The LSE is the top institution for average earnings for graduates by age 29, according to raw earnings data compiled from tax records by the Institute for Fiscal Studies (IFS) and the Department for Education.
It is also the only institution in the country where women’s average earnings total above £50,000. Data shows a wage gap still exists as women earn on average £55,000 a year and men earn on average £60,000 a year by the age of 29.
Across the UK, women with degrees earn on average 28% more than non-graduate women. Men with degrees earn an average of 8% more than non-graduates.
LSE’s success may come down to the fact that Economics is the best paid degree subject, with Medicine a narrow second. For women, Medicine remains the best degree, as women studying this course may earn 78% more than non-graduate women.
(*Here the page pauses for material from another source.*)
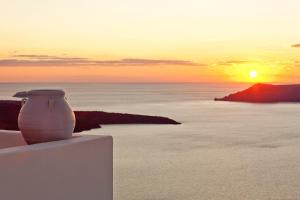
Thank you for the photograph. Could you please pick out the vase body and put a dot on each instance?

The data sheds light on differences in earnings between men and women across the UK. The Guardian’s coverage highlights the most extreme gender gap among those who studied architecture at Cambridge: while men recorded average earnings of £200,000, for women the figure was just £50,000.
Male graduates from Oxford, Cambridge, Warwick and Imperial could expect to learn over £50,000 by the age of 29, but, on average, women from these institutions cannot expect to reach this threshold, according to the data.
As such, the data suggests that women with degrees earn, on average, similar wages to men with degrees. On average, both female graduates and male non-graduates earn around £30,000.
Reasons for the gap include women working part-time or starting families. Analysis also found that there was a strong correlation between a student’s earlier educational results, including GCSE and A-level grades, as well as their social and economic status, and differences in graduate incomes.
This data was collected from students who graduated ten years earlier. However, Sam Gyimah, the Higher Education Minister, dismissed this as a concern, saying “I think it is pretty serious if there is a course that 10 years ago did not deliver value, and that course is still being put on for future and prospective graduates to take. I think the intervention should be swift in that case.”
An LSE spokesperson told The Beaver: “Many LSE graduates perform remarkably well in securing professional level employment and have some of the highest average starting salaries out of all UK universities. But, in addition to succeeding in highly-rewarded careers, LSE graduates have a strong record of excelling in a range of sectors – such as academia, international development, non-governmental organisations, and public service.”
The data comes alongside the continuing debate about the value for money of some degree courses, as well as the systemic issue of the gender pay gap.